What happened in Scale AI Launches Human-Evaluated Leaderboard?

Scale AI has launched the SEAL Showdown, a new leaderboard that ranks LLMs based on human evaluations of performance on real-world prompts. The move represents a shift in the industry away from synthetic benchmarks toward more user-centric and outcome-based model evaluation.

Why does Scale AI Launches Human-Evaluated Leaderboard matter?

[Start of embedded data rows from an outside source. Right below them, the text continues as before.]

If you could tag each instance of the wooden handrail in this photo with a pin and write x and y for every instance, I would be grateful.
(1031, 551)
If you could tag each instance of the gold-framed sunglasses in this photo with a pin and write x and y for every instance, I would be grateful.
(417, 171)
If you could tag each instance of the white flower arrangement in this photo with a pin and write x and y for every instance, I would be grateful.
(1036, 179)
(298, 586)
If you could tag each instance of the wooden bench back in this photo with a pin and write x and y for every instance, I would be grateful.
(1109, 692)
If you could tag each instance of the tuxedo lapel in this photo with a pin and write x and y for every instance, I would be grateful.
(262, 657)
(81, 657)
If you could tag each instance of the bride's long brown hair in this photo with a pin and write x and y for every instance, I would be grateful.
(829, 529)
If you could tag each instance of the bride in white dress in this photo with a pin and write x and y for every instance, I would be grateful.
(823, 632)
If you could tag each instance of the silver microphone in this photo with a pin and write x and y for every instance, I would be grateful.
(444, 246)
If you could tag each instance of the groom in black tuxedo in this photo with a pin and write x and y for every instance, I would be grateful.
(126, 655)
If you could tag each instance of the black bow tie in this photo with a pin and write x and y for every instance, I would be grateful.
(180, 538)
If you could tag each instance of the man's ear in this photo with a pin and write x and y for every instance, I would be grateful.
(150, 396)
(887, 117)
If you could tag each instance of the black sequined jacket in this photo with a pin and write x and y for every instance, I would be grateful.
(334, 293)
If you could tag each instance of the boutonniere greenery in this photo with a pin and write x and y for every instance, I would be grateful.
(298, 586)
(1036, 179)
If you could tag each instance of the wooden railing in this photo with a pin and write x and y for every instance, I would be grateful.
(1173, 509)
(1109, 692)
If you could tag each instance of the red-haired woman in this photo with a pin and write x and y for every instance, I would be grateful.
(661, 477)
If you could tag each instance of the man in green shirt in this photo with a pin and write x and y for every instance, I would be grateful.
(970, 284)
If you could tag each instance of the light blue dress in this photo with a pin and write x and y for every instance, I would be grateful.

The SEAL Showdown leaderboard is based on millions of conversations from Scale's global network, encompassing users from over 100 countries, 70 languages, and 200 professions. It allows for demographic segmentation, enabling users to filter model rankings by country, age, education level, language, and profession to see how models perform for specific user groups. The ranking methodology uses the Bradley-Terry model to determine scores, which is augmented with style controls to account for confounding factors like response length, use of Markdown, and loading times. To prevent models from being trained on the evaluation data, Scale AI does not sell or license data from the same distribution as the live leaderboard for a period of 60 days. This initiative is a direct competitor to other evaluation platforms like LMArena, with Scale AI arguing that existing benchmarks often rely too heavily on hobbyist participation and narrow user groups, which can skew results. In addition to the public Showdown, Scale also operates SEAL (Safety, Evaluations, and Alignment Lab) Leaderboards that use private, curated datasets to rank models on specific capabilities like coding, math, and instruction following. Initial domain-specific leaderboards from SEAL showed OpenAI's GPT models ranking first in coding, instruction following, and multilingual capabilities, while Anthropic's Claude 3 Opus ranked highest in reasoning. The system aims to combat issues like benchmark overfitting and contamination, where models are trained specifically to perform well on known tests but fail in real-world applications.

Get your own daily briefing

Scout delivers personalized news, insights, and conversations tailored to your role and industry.

Download on the App Store

Published by The Daily Scout - Be the smartest in the room.